Finding radius of curvature of a catenary with length of string given I had the following question, asking about the radius of curvature (in$\text{ cm}$) of the string, at the bottom most point, fixed at two ends, with the angle with the vertical being $\pi/4$ at the fixed points, and length of string $40 \text{ cm}$.

My Attempt:
Let the catenary be $y=a\cosh(x)=\mathrm d^2y/\mathrm dx^2$. Then $\mathrm dy=a\sinh(x)\mathrm dx$. As per constraints, $a\sinh(x)=1$ and the length of the half string is $20\text{ cm}$. So that can be used by writing the arc length integral as follows.
$$\int_{0}^{x}\sqrt{1+a^2\sinh^2(x)}\mathrm dx=20$$
$$\boxed{r=\frac{\left(1+\left(\frac{\mathrm dy}{\mathrm dx}\right)^{2}\right)^{3/2}}{\left|\frac{\mathrm d^2y}{\mathrm dx^2}\right|}}$$

How to go about solving this? The $a$ is the cause of trouble inside the integrand.

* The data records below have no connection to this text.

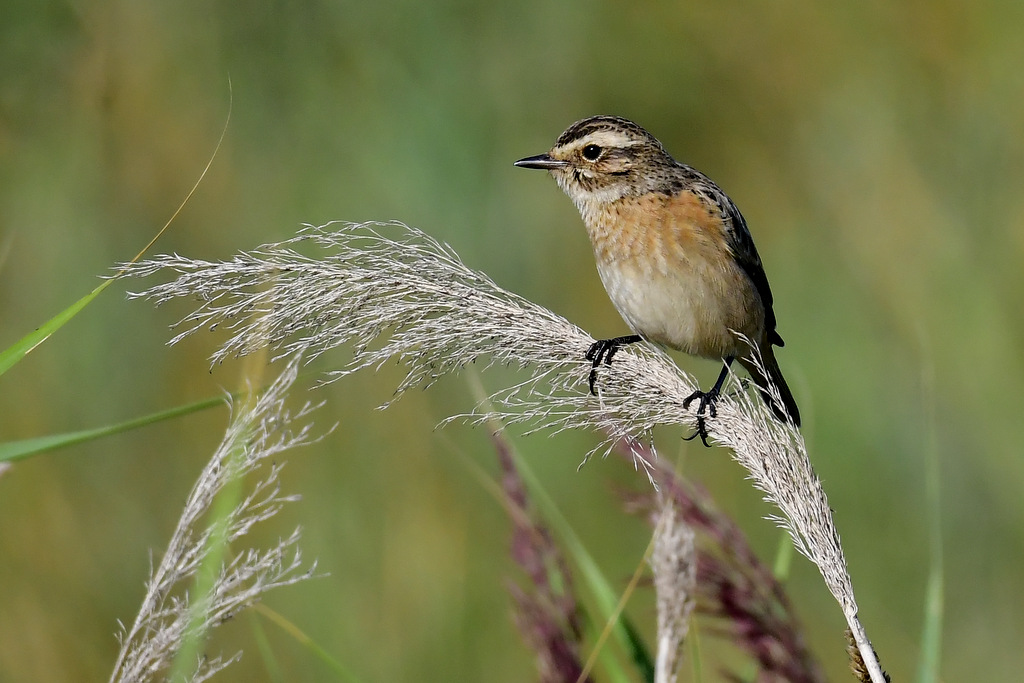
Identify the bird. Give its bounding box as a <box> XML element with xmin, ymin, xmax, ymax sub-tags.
<box><xmin>514</xmin><ymin>115</ymin><xmax>800</xmax><ymax>444</ymax></box>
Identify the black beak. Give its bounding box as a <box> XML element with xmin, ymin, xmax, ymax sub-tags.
<box><xmin>514</xmin><ymin>153</ymin><xmax>568</xmax><ymax>170</ymax></box>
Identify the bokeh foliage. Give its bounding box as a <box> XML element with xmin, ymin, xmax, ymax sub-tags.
<box><xmin>1</xmin><ymin>0</ymin><xmax>1022</xmax><ymax>680</ymax></box>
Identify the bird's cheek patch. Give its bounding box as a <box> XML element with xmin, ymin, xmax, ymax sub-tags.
<box><xmin>600</xmin><ymin>157</ymin><xmax>633</xmax><ymax>175</ymax></box>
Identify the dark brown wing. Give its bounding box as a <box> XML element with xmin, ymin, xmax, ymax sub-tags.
<box><xmin>680</xmin><ymin>167</ymin><xmax>784</xmax><ymax>348</ymax></box>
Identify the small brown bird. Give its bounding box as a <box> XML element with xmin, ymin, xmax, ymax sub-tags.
<box><xmin>515</xmin><ymin>115</ymin><xmax>800</xmax><ymax>443</ymax></box>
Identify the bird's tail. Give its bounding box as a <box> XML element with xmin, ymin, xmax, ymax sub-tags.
<box><xmin>738</xmin><ymin>345</ymin><xmax>801</xmax><ymax>427</ymax></box>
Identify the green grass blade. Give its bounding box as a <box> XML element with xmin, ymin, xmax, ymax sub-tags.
<box><xmin>917</xmin><ymin>343</ymin><xmax>943</xmax><ymax>683</ymax></box>
<box><xmin>168</xmin><ymin>439</ymin><xmax>244</xmax><ymax>683</ymax></box>
<box><xmin>510</xmin><ymin>447</ymin><xmax>652</xmax><ymax>682</ymax></box>
<box><xmin>772</xmin><ymin>530</ymin><xmax>794</xmax><ymax>580</ymax></box>
<box><xmin>249</xmin><ymin>612</ymin><xmax>287</xmax><ymax>683</ymax></box>
<box><xmin>0</xmin><ymin>279</ymin><xmax>114</xmax><ymax>378</ymax></box>
<box><xmin>440</xmin><ymin>430</ymin><xmax>635</xmax><ymax>682</ymax></box>
<box><xmin>918</xmin><ymin>566</ymin><xmax>943</xmax><ymax>683</ymax></box>
<box><xmin>0</xmin><ymin>80</ymin><xmax>231</xmax><ymax>381</ymax></box>
<box><xmin>621</xmin><ymin>618</ymin><xmax>655</xmax><ymax>683</ymax></box>
<box><xmin>256</xmin><ymin>605</ymin><xmax>362</xmax><ymax>682</ymax></box>
<box><xmin>462</xmin><ymin>371</ymin><xmax>652</xmax><ymax>681</ymax></box>
<box><xmin>689</xmin><ymin>624</ymin><xmax>704</xmax><ymax>682</ymax></box>
<box><xmin>0</xmin><ymin>395</ymin><xmax>227</xmax><ymax>463</ymax></box>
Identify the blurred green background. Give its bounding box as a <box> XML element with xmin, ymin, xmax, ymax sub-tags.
<box><xmin>2</xmin><ymin>0</ymin><xmax>1022</xmax><ymax>680</ymax></box>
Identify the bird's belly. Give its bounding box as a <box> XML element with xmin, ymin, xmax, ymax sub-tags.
<box><xmin>596</xmin><ymin>256</ymin><xmax>762</xmax><ymax>359</ymax></box>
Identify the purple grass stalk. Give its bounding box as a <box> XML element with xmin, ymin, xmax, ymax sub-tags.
<box><xmin>492</xmin><ymin>431</ymin><xmax>591</xmax><ymax>683</ymax></box>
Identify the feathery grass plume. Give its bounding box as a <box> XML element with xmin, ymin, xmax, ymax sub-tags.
<box><xmin>624</xmin><ymin>440</ymin><xmax>825</xmax><ymax>683</ymax></box>
<box><xmin>109</xmin><ymin>360</ymin><xmax>318</xmax><ymax>683</ymax></box>
<box><xmin>649</xmin><ymin>500</ymin><xmax>697</xmax><ymax>683</ymax></box>
<box><xmin>121</xmin><ymin>220</ymin><xmax>886</xmax><ymax>682</ymax></box>
<box><xmin>493</xmin><ymin>430</ymin><xmax>590</xmax><ymax>683</ymax></box>
<box><xmin>120</xmin><ymin>221</ymin><xmax>688</xmax><ymax>477</ymax></box>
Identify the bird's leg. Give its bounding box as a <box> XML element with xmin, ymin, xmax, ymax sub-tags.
<box><xmin>683</xmin><ymin>356</ymin><xmax>734</xmax><ymax>447</ymax></box>
<box><xmin>585</xmin><ymin>335</ymin><xmax>643</xmax><ymax>394</ymax></box>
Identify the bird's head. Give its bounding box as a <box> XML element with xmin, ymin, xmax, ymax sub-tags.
<box><xmin>515</xmin><ymin>115</ymin><xmax>678</xmax><ymax>212</ymax></box>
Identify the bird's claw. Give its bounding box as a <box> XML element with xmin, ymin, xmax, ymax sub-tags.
<box><xmin>586</xmin><ymin>339</ymin><xmax>616</xmax><ymax>394</ymax></box>
<box><xmin>585</xmin><ymin>336</ymin><xmax>641</xmax><ymax>395</ymax></box>
<box><xmin>682</xmin><ymin>417</ymin><xmax>712</xmax><ymax>447</ymax></box>
<box><xmin>682</xmin><ymin>388</ymin><xmax>721</xmax><ymax>447</ymax></box>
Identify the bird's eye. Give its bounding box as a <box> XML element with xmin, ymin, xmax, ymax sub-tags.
<box><xmin>582</xmin><ymin>144</ymin><xmax>602</xmax><ymax>161</ymax></box>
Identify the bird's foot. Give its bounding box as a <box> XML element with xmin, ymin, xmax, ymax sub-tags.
<box><xmin>585</xmin><ymin>335</ymin><xmax>643</xmax><ymax>394</ymax></box>
<box><xmin>682</xmin><ymin>386</ymin><xmax>722</xmax><ymax>448</ymax></box>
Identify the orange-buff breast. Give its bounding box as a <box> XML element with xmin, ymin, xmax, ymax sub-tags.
<box><xmin>584</xmin><ymin>190</ymin><xmax>765</xmax><ymax>359</ymax></box>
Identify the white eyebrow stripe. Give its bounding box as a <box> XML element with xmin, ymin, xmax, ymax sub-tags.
<box><xmin>559</xmin><ymin>130</ymin><xmax>642</xmax><ymax>152</ymax></box>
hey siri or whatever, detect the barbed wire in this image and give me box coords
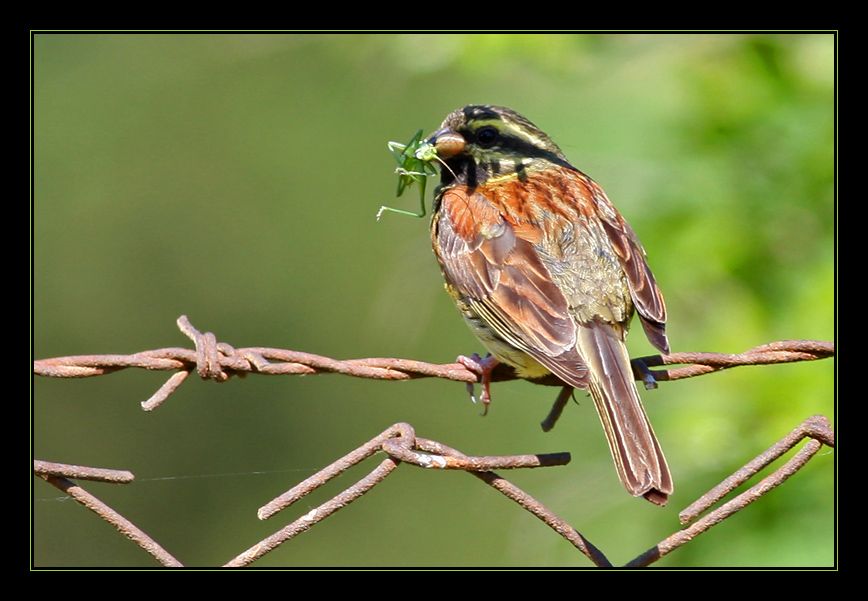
[32,461,182,567]
[32,316,835,413]
[626,414,834,567]
[33,415,834,567]
[33,315,835,566]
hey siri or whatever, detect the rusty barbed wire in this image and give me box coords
[625,415,835,567]
[33,315,835,566]
[32,461,182,567]
[32,316,835,413]
[33,460,135,484]
[34,415,834,567]
[409,436,612,567]
[227,422,603,567]
[229,416,834,567]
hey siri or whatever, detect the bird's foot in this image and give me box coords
[456,353,499,415]
[631,358,659,390]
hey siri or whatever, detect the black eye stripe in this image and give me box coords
[460,129,575,171]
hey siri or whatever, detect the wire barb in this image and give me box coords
[540,386,574,432]
[33,460,135,483]
[33,461,182,567]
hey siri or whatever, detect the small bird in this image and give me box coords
[426,105,673,505]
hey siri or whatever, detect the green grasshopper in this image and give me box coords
[376,129,439,221]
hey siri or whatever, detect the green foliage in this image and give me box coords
[33,33,834,568]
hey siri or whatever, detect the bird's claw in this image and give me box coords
[632,358,659,390]
[457,353,499,416]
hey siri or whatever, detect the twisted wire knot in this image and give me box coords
[176,315,234,382]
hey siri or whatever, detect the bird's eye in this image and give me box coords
[475,126,498,148]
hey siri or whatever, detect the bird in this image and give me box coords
[425,105,673,505]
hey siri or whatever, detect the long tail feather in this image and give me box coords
[576,322,673,505]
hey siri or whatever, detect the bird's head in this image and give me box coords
[424,105,574,189]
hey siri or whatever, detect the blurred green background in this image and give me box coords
[33,33,834,568]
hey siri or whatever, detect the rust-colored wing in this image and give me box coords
[433,187,589,386]
[586,179,669,353]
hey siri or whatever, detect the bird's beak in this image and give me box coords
[426,128,466,159]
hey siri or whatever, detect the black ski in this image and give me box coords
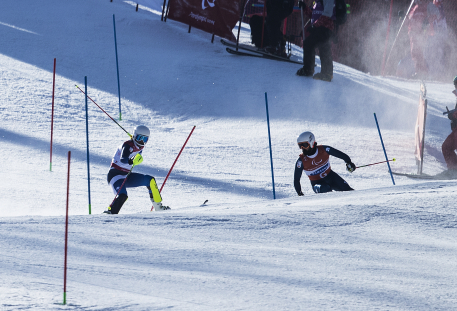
[225,47,303,65]
[221,39,303,65]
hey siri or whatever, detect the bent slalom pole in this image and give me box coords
[151,126,196,211]
[75,85,131,138]
[357,158,396,169]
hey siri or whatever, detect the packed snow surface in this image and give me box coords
[1,0,457,310]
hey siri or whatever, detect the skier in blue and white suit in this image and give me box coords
[104,125,169,214]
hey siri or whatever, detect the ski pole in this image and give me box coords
[75,85,131,138]
[356,158,396,169]
[109,167,133,208]
[159,126,196,193]
[300,5,305,64]
[299,3,310,65]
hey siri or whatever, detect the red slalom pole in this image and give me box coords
[63,151,71,305]
[75,85,131,138]
[356,158,396,169]
[50,58,56,171]
[160,126,196,193]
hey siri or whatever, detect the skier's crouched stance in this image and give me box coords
[104,125,170,214]
[294,131,356,195]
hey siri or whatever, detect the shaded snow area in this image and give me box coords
[1,0,457,310]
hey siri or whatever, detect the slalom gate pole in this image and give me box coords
[159,126,196,193]
[265,92,276,199]
[110,167,133,208]
[161,0,166,21]
[113,14,122,121]
[50,58,56,171]
[381,0,394,76]
[63,151,71,305]
[356,158,396,169]
[75,85,131,138]
[374,113,395,185]
[84,77,92,215]
[384,0,415,74]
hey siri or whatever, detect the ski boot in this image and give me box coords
[104,193,128,214]
[296,67,314,77]
[151,201,171,211]
[313,72,333,82]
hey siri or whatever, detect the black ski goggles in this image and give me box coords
[298,141,311,149]
[135,134,149,144]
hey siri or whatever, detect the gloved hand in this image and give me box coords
[346,162,356,173]
[298,0,305,8]
[298,191,304,196]
[130,153,143,166]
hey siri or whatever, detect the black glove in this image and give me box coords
[298,0,305,8]
[128,156,135,165]
[346,162,356,173]
[298,191,304,196]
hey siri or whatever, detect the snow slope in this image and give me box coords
[1,0,457,310]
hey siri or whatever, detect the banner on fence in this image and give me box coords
[167,0,240,41]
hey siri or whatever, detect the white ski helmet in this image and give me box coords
[297,131,315,149]
[133,125,150,147]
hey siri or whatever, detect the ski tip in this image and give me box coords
[203,200,208,205]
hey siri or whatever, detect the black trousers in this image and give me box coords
[303,26,333,75]
[265,0,293,48]
[310,170,353,193]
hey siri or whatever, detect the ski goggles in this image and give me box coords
[298,141,311,149]
[134,134,149,144]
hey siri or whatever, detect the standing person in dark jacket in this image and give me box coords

For $a=1$, it evaluates to $\sinh(x)$, but that does not satisfy the slope condition at $x$. How to proceed? Any hints are appreciated. Thanks

Edit $1$:
I would like to put forth a general version of the problem. Say we have a hanging chain of length $l$ making angle $\theta$ with the fixed supports. Knowing that it is a catenary, we can say the equation of the curve will be of the form $y=a\cosh(bx)$ with the coordinate system origin at the mid-point of the hanging chain and $x$-axis in the horizontal direction and $y$ in the vertical. If we let the $x$-coordinate at the point from the which the chain is hanging to be $x_0$, then we have the following system of equations.
$$\begin{aligned}ab\sinh(bx_0)&=\tan(\theta)\\ 2\int_{0}^{x_0}\sqrt{1+a^2b^2\sinh^2(x)}\mathrm dx&=l\end{aligned}$$
Any ideas on how to solve $a,b$ in terms of $l,\theta$. Thanks
 A: Using your equations
Hoping that I properly understood, we have
$$y(x)=\int_{0}^{x}\sqrt{1+a^2\sinh^2(t)}\,dt=20$$
Making $t=i u$
$$\int\sqrt{1+a^2\sinh^2(t)}\,dt=i \int\sqrt{1-a^2\sin^2(u)}\,du=i E\left(u\left|a^2\right.\right)=-i E\left(i t\left|a^2\right.\right)$$
$$y(x)=-i E\left(i x\left|a^2\right.\right)=20$$
$$\frac {dy(x)}{dx}=\sqrt{1+a^2 \sinh ^2(x)} \qquad \text{and} \qquad \frac {d^2y(x)}{dx^2}=\frac{a^2 \sinh (x) \cosh (x)}{\sqrt{1+a^2 \sinh ^2(x)}}$$
$$r^2=\frac{\left(1+\left(\frac{ dy}{ dx}\right)^{2}\right)^{3}}{\left(\frac{d^2y}{ dx^2}\right)^2}=\frac{\left(a^2 \sinh ^2(x)+2\right)^3 } {\frac{a^4 \sinh ^2(x) \cosh ^2(x)}{1+a^2 \sinh ^2(x)} }$$
$$r^2=\frac 1 {a^4}\left(\text{csch}^2(x)\, \text{sech}^2(x) \left(1+a^2 \sinh ^2(x)\right) \left(2+a^2 \sinh
   ^2(x)\right) \right)$$
You gave as constraint
$$a\sinh(x)=1 \implies x=\sinh ^{-1}\left(\frac{1}{a}\right)\implies r^2=\frac{6}{1+a^2}$$ but we also have
$$-i E\left(i\ \text{csch}^{-1}(a)|a^2\right)=20$$
I am probably mistaken since this would lead to something close to $a=10^{-9}$